A gating mechanism (inspired by WaveNet) enables interaction between hidden states and melody conditions, producing instance-adaptive conditional representations.

Theoretical Motivation: Static condition mapping suffers from an under-constrained many-to-one mapping problem. IACR transforms this into a one-to-one mapping by providing direct access to the hidden state \(h\).

3. SongEcho Framework

  • Built upon ACE-Step (a text-to-song model)
  • Pitch extraction: RVMPE (100 Hz)
  • Melody encoder: 1D convolutional layers
  • IA-EiLM modules integrated before the FFN layer of each Transformer block
  • Zero initialization: \(\text{EiLM-zero}(h_i|c_i) = (\gamma_i + 1) \odot h_i + \beta_i\), ensuring training starts from the original model behavior
  • Pretrained parameters are frozen; only IA-EiLM and the melody encoder are trained

4. Suno70k Dataset

To address the scarcity of full-song datasets, an AI-generated song dataset of 69,469 songs is constructed: - Filtered from 659K songs on Suno.ai - Quality assessed across five dimensions using SongEval - Enriched annotations generated by Qwen2-audio

Key Experimental Results

Baselines

  • ACE-Step + SA ControlNet (1.6B trainable parameters)
  • ACE-Step + SA ControlNet + LoRA (331M)
  • ACE-Step + MuseControlLite (188M)
  • SongEcho (49M, approximately 3% of ControlNet parameters)

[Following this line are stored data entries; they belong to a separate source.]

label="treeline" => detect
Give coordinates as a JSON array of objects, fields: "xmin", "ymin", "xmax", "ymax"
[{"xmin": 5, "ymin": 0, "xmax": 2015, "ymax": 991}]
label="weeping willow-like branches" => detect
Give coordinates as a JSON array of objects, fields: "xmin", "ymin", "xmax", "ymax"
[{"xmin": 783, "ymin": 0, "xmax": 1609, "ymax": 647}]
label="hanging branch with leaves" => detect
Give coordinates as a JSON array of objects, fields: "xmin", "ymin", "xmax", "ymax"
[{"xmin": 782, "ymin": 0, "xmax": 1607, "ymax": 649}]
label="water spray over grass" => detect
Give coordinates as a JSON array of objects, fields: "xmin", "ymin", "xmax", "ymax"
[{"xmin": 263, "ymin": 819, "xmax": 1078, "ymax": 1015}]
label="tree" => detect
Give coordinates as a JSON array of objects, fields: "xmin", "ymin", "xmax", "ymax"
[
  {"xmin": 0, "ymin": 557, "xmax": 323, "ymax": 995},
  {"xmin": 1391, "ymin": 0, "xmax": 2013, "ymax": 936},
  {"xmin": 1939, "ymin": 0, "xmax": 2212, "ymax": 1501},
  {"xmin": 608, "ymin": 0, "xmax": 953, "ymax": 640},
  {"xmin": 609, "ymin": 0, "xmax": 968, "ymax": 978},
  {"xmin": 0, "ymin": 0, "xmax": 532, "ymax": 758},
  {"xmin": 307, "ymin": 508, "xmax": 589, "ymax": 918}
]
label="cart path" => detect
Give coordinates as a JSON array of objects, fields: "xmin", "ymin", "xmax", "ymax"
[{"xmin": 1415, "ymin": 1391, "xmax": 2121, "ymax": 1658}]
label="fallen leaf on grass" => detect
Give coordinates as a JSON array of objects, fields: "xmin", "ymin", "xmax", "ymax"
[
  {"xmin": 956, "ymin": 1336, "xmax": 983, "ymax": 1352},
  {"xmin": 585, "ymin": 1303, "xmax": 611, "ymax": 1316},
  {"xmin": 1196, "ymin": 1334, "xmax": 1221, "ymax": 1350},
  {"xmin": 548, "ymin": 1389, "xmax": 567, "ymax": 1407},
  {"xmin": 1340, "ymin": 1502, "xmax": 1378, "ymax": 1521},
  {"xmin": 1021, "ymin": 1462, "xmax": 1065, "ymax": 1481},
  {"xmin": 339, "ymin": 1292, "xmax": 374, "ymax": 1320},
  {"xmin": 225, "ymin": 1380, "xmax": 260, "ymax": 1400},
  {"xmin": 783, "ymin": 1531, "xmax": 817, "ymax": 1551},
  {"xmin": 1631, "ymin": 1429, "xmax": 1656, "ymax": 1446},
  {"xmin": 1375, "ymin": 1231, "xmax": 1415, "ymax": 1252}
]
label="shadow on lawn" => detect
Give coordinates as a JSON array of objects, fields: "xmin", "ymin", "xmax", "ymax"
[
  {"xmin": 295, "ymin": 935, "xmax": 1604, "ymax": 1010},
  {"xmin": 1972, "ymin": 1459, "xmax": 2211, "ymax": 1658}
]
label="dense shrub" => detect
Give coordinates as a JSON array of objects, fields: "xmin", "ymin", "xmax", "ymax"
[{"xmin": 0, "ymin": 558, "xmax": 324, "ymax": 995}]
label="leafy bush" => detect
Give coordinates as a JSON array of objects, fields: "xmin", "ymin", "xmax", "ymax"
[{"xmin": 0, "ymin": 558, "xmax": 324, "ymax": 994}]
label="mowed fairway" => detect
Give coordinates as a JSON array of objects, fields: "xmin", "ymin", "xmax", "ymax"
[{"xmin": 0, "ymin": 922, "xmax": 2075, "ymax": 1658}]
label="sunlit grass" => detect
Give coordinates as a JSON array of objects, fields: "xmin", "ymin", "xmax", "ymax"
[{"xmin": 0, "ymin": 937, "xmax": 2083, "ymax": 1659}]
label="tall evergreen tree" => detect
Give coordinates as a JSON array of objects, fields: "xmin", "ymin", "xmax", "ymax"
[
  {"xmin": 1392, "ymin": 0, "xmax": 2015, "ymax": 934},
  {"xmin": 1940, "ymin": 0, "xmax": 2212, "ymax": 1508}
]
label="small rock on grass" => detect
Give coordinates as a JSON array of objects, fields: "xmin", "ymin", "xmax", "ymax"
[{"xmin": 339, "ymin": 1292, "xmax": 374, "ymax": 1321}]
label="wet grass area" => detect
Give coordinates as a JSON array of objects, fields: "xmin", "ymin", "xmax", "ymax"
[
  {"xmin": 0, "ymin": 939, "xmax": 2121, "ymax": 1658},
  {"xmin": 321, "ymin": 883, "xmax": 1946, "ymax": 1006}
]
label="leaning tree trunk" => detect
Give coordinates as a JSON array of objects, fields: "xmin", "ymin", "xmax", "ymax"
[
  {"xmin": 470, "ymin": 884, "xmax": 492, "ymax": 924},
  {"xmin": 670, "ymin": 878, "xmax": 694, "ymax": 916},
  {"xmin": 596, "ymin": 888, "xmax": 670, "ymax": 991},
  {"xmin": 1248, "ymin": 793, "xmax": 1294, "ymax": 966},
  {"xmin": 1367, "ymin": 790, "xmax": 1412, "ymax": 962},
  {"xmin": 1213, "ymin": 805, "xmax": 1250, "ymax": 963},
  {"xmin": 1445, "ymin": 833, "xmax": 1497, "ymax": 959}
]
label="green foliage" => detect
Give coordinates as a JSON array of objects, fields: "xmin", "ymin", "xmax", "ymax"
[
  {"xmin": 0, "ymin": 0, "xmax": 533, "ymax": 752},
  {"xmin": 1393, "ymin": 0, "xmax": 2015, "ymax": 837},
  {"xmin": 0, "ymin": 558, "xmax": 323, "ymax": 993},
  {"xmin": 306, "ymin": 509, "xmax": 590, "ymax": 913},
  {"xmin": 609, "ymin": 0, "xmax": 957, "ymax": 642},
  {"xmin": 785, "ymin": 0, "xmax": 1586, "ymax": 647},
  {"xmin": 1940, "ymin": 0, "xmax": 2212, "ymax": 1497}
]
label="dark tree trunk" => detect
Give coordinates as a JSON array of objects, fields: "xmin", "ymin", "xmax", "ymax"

Main Results (Suno70k Test Set)

Method RPA↑ RCA↑ OA↑ CLAP↑ FD↓ KL↓ PER↓ Params
ACE-Step (original) - - - 0.293 73.5 0.267 0.417 -
+SA ControlNet 0.621 0.644 0.686 0.288 106.0 0.202 0.371 1.6B
+MuseControlLite 0.521 - - - - - - 188M
SongEcho Best Best Best Best Best Best Best 49M

Ablation Study

Configuration RPA CLAP FD
EiLM only (w/o IACR) Lower Lower Higher
Addition injection only Lower Lower Higher
Cross-attention only Lower Lower Higher
IA-EiLM (full) Best Best Best

Highlights & Insights

  1. Exceptional parameter efficiency: SongEcho surpasses all baselines with fewer than 3% of ControlNet's parameters.
  2. Unified conditioning paradigm: EiLM combines the advantages of both additive and attention-based approaches.
  3. Well-motivated IACR: Clear theoretical analysis framing the problem as a transition from under-constrained to one-to-one mapping.
  4. Release of Suno70k: A high-quality open-source song dataset.

Limitations & Future Work

  1. Training on AI-generated songs leaves generalization to real-world recordings insufficiently evaluated.
  2. The definition of cover songs is narrow (global style transfer + melody preservation), without support for locally customized adaptations.
  3. Generation is constrained by the base model ACE-Step's 4-minute limit.
  4. Melody control relies on pitch sequences, without considering richer musical control dimensions such as rhythmic variation.
  • Text-to-song: Jukebox, Suno, DiffRhythm, ACE-Step
  • Singing voice synthesis/conversion: SVS and SVC series
  • Controllable music generation: ControlNet, MuseControlLite
  • Conditional normalization: FiLM, AdaIN, TFiLM

Rating

  • Novelty: ⭐⭐⭐⭐ — The EiLM+IACR combination is novel, with well-grounded theoretical motivation for IACR.
  • Practicality: ⭐⭐⭐⭐ — Parameter-efficient with high output quality; strong practical applicability.
  • Experimental Thoroughness: ⭐⭐⭐⭐ — Multi-dataset evaluation with thorough ablation studies.
  • Writing Quality: ⭐⭐⭐⭐ — Clear structure with well-articulated motivation.